My process is creating as outcome multiple parquet files. In my specific case 64 as the number of final partitions. Single file is around ~400MB divided by 3 row groups of ~128MB each one. If I look at single file, every row group has own stats min/max which is well distributed per column. For example, given a long
column that has for one file (part-00000-*):
- group 1 - min:102 max: 9992
- group 2 - min:9994 max: 21990
- group 3 - min:22098 max: 35764
and the same column on the next file (part-00001-*) with similar distribution
- group 1 - min:99 max: 9882
- group 2 - min:9980 max: 21979
- group 3 - min:22018 max: 32764
for a total of 2 files. What I need is having a distribution like
part-00000-*:
- group 1 - min:99 max: 8662
- group 2 - min:8994 max: 13986
- group 3 - min:14333 max: 19845
part-00001-*
- group 1 - min:19877 max: 25621
- group 2 - min:25654 max: 30091
- group 3 - min:31094 max: 35764
How can I get that when writing files in PySpark? I know I can simply sort by df.orderBy('longColumn')

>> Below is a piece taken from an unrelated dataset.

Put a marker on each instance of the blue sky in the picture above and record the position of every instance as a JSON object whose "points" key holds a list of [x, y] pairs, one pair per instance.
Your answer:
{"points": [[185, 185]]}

but that affects performance too much so I am looking for an alternative.
Assuming more or less uniform distribution of values within your longColumn
, perhaps a repartitionByRange
followed by sortWithinPartitions
would be a better strategy.
df.
repartitionByRange(64,"longColumn").
sortWithinPartitions("longColumn",ascending=True).
write.parquet("myFile.parquet")
This way, you'll avoid collecting and sorting the whole dataframe on one executor.